I couldn’t help but notice the similarity to how my mother had died, although in her case there was never any mention of brake failure, and she was riding a bus in Greece, not a sports car in Italy.
“If you stay with this,” Dad said, “that’s what you’ll be up against. At some point, anyway.”
“But that was, what, fifteen years ago? This Ron Curtin guy probably isn’t even working anymore.”
“That’s what I thought until Nethercutt’s funeral. His hair is longer now-a mullet, isn’t that what you called it? — but I recognized his face right away. Same build, too.”
“Breece Preston’s bodyguard?”
He nodded.
“No wonder you suddenly needed some fresh air. So is Breece Preston ‘Thresher’?”
“I don’t know. Nineteen years ago Ron Curtin could’ve been working for anyone. For obvious reasons I haven’t felt inclined to check.”
“Why would Preston care about any of this?”
“Good question. From all I ever heard, he and Lemaster were only fleetingly connected, but apparently that contact goes way back, to Ed’s first years as a field man.”
“Sounds tenuous.”
“Maybe. But Preston always did have a mania for protecting ‘sources and methods,’ as the Agency calls them. And whoever Thresher is, or was, he seems hell-bent on keeping past matters under wraps. So you see?”
“Point taken. I’ll be extra careful.”
“Careful isn’t good enough, son.”
“I’m working for a magazine, Dad. Even if it is Breece Preston, he and Curtin aren’t with the Agency anymore. They won’t know what I’m up to until the story’s out.”

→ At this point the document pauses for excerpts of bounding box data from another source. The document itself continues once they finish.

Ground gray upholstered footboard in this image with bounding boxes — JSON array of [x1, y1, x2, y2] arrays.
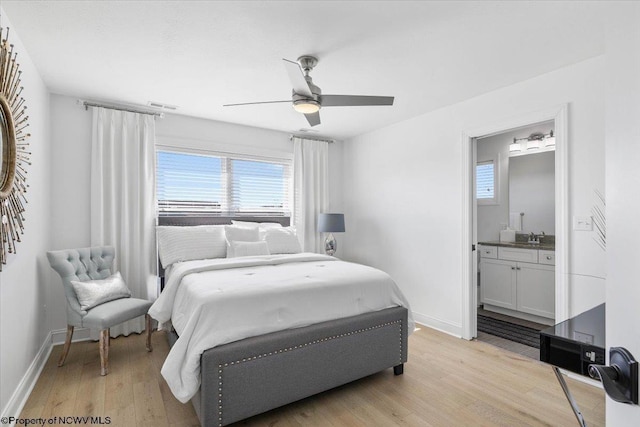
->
[[193, 307, 407, 426]]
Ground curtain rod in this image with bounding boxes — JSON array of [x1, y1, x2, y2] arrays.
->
[[289, 134, 336, 144], [78, 99, 164, 118]]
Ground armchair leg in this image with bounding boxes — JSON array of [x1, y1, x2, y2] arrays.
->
[[58, 325, 73, 367], [100, 328, 110, 376], [144, 314, 153, 351]]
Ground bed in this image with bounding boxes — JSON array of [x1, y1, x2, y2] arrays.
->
[[150, 217, 413, 426]]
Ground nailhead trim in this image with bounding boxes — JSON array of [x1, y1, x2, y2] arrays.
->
[[218, 319, 402, 427]]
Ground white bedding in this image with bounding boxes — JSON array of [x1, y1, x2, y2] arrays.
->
[[149, 253, 414, 402]]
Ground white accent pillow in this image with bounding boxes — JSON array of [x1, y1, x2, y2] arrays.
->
[[71, 271, 131, 310], [224, 225, 260, 258], [227, 240, 270, 258], [264, 227, 302, 255], [231, 219, 282, 240], [157, 225, 227, 268]]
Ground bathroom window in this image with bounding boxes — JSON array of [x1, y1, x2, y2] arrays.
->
[[476, 160, 497, 204]]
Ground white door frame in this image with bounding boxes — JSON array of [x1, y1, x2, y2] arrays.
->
[[462, 104, 570, 340]]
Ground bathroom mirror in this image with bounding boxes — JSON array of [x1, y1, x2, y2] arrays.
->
[[509, 151, 556, 235]]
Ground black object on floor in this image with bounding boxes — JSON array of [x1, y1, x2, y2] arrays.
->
[[478, 314, 540, 348]]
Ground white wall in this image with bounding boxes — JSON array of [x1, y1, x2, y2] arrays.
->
[[606, 2, 640, 427], [0, 10, 51, 416], [477, 122, 555, 242], [343, 57, 605, 335], [47, 94, 342, 332]]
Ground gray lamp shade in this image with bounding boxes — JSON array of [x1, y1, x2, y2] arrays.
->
[[318, 214, 344, 233]]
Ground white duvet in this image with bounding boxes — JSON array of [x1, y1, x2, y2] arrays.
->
[[149, 253, 414, 402]]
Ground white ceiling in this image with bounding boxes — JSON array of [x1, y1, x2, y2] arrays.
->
[[2, 0, 605, 139]]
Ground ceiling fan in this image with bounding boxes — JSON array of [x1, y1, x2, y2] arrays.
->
[[224, 55, 393, 126]]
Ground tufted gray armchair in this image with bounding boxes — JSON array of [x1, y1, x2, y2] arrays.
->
[[47, 246, 152, 375]]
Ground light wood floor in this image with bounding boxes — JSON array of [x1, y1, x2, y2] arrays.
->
[[21, 327, 604, 427]]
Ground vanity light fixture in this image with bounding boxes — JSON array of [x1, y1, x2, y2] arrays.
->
[[544, 131, 556, 147], [509, 138, 522, 153], [509, 130, 556, 155]]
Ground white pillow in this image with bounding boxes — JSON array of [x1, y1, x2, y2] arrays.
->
[[231, 219, 282, 240], [264, 227, 302, 255], [224, 225, 259, 258], [157, 225, 227, 268], [71, 271, 131, 310], [227, 240, 270, 258]]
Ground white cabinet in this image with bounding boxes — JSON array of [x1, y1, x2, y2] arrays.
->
[[516, 262, 556, 319], [480, 246, 555, 319], [480, 258, 517, 310]]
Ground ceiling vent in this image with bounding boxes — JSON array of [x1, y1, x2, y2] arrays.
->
[[147, 101, 178, 111]]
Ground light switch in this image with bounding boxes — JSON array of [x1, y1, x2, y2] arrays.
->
[[573, 216, 593, 231]]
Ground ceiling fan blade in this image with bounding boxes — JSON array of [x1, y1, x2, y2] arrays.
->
[[223, 99, 292, 107], [282, 58, 313, 98], [321, 95, 394, 107], [304, 111, 320, 126]]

Dad shook his head, seemingly exasperated.
“You don’t understand how it works with these people. They stay connected forever. It’s the nature of their business. If you keep stirring things up, he’ll get wind of it. And when he does, he’ll set something in motion, God knows what. And by then it will be too late to get out. For all you know, it already is.”
“Then I might as well follow it to the end.”
“And I thought I was drunk. At the very least, give it some thought. Maybe in the morning you’ll feel differently. You’ll do that much, won’t you?”
“Sure, Dad. I can do that.”
He nodded, but looked spent, at least ten years older than when I’d come through the door. He scanned the bookshelves, and in following his gaze my eyes alighted on the long line of Lemasters. At the far left was Knee Knockers, the author’s debut, and I remembered Lemaster telling me how he’d first sketched out Richard Folly while riding a tram across the Danube. It must have happened around the time he and Dad became friends, which made me want to read it again, if only to search for traces of my father.
I stepped across the room and pulled down the copy in a rustle of plastic.
“Do you mind if-?”
“Not at all,” he said wearily. “Take it to bed if you want.”
I turned to the title page and saw the author’s signature. Considering what I knew now, I wondered why Lemaster hadn’t personalized it with a short note. But like most collectors, Dad was a purist about these things. I flipped through the opening chapter, and my mouth fell open. Page eleven was gone. When I went back to the front I saw that a square had been neatly sliced from the copyright page. This was the volume my handler had defaced for the message in Georgetown. Whoever had been in my house had been here as well, prowling among these shelves.
“What is it?” Dad asked. “What’s wrong, son?”
I laid the book open on the end table next to him and showed him the damage. He withdrew a pair of reading glasses, then gasped and coughed. He put a hand to his chest.
“Just what in the hell is happening?” Then, turning toward me: “Did you do this?”